The Learning Leader: Progress on Teacher Pay, Problems in Teacher Pipeline?

Published Thursday, September 15, 2016 at 3:39 pm

Editor’s Note: This post was initially published in the fall 2016 edition of The Learning Leader, Watauga County School’s newsletter. 

The General Assembly delivered a much appreciated pay hike to teachers this year, one that averages 4.7%. However, the actual increase received by individual teachers varies from zero to 13.1%, depending on where they are on the pay scale.

While it’s too soon to know the impact of the increase on the state’s ranking in teacher pay, it is hoped that it will at least lift NC out of the bottom 10 states in the country. It remains a given that teachers in NC will, on average, still earn considerably less than their counterparts nationwide.

Until recently, NC ranked dead last in the country in pay increases granted to teachers over the last decade. While that may no longer be the case, low teacher pay has not been the only headwind for public schools in NC in recent years.

State budget cuts for supplies, textbooks and similar educational resources, big reductions in teacher assistants positions, and the elimination of the state’s Teaching Fellows program (scholarships that encouraged high caliber students to enter the field of education in NC) have also contributed to reduced interest in the teaching profession. The result of these trends is now showing up in the teacher pipeline: enrollment in teacher education programs in the NC university system is down about 30% in the last five years.

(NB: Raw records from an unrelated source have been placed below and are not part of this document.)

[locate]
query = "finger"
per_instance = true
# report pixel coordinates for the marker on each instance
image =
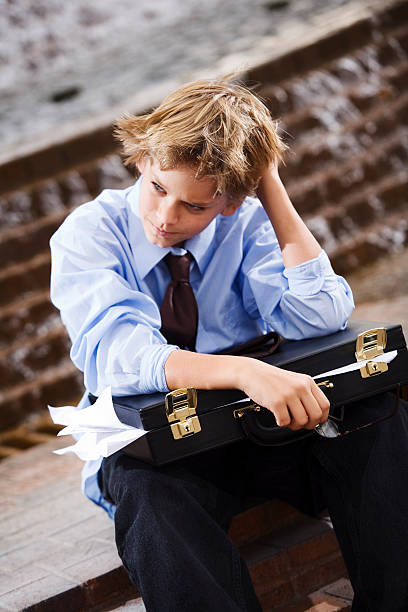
(300, 417)
(313, 410)
(322, 401)
(282, 416)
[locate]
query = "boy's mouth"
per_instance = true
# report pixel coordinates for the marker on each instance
(161, 232)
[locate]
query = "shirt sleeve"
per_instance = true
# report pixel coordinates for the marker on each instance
(299, 302)
(113, 326)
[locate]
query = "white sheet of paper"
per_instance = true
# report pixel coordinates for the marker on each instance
(102, 434)
(385, 358)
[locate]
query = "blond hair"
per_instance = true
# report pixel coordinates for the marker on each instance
(218, 126)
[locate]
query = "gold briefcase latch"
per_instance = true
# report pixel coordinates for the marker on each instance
(239, 412)
(181, 406)
(370, 344)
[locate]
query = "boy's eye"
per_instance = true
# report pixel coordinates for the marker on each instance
(194, 207)
(157, 187)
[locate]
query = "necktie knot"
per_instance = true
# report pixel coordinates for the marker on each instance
(179, 267)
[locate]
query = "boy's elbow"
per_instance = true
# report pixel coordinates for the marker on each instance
(311, 320)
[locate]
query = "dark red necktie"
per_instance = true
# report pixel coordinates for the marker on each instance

As a result, teacher recruitment is becoming more difficult for school districts across the state at a time when enrollment is rising and a large number of educators are becoming eligible to retire. The challenge is most pronounced for teachers in middle school, high school math and science, and in special education.

“We’re very fortunate that we can still find high quality applicants for our openings,” noted Assistant Superintendent and Human Resources Director Dr. Stephen Martin, “but it is getting more difficult in certain areas, and some other districts are facing a real problem getting the quality candidates they need.”

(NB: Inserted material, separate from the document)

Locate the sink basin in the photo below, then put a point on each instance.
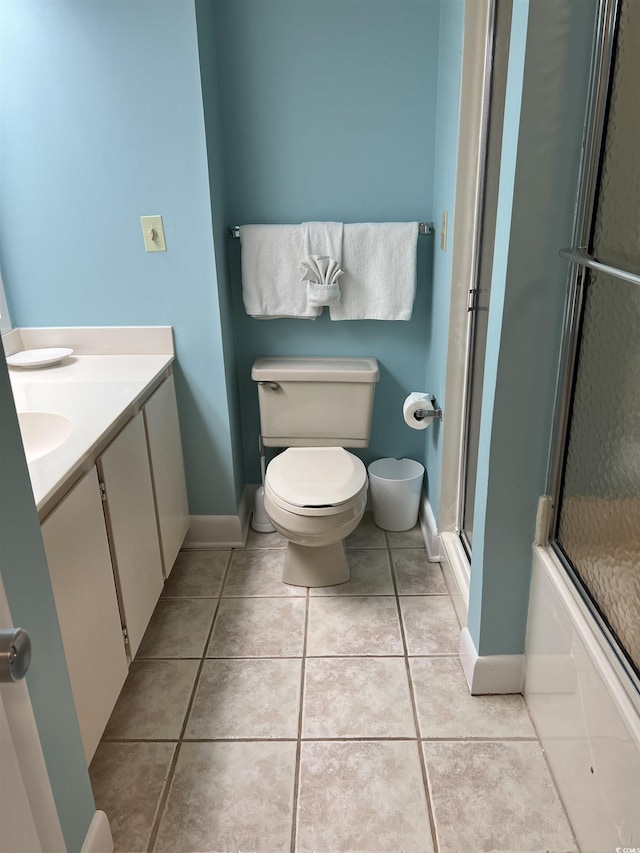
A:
(43, 432)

Dr. Martin and his team in Human Resources, along with principals and district administrators, have been very busy filling the positions that became vacant in the school system since last spring: 65 people have been hired in WCS in the last five months (out of about 650 positions total), continuing the recent trend of a hectic hiring season in the spring and summer of the year.

Dr. Elliott noted that a declining supply of teachers in the pipeline at a time of rising need is a serious concern going forward. “I think teaching is the noblest and most rewarding profession anyone can pursue, but our state needs to do much more to make it attractive to students in high school and college who are making decisions about their field of study and the careers they will pursue. North Carolina needs to make a career in teaching more inviting through better compensation, more opportunities for professional growth, and by demonstrating a consistent commitment to a well-funded system of public education. Great teachers are the lifeblood of our schools and supporting their work should be our number one priority.”

The state budget for many categories of public school funding is still below the levels of seven years ago even as statewide enrollment has continued to rise. Meanwhile, state funding of vouchers for private education, with no accountability to the taxpayers, has risen dramatically, and the General Assembly endorsed a plan earlier this year to add tens of millions of dollars to the budget for private school tuition in coming years. Tax cuts for high income house-holds and for corporations have also made it more difficult to fund public education in NC.

To date, the legislature has not considered a plan for raising teacher salaries to the national average or a goal of restoring previous cuts to funding for school supplies and other needs.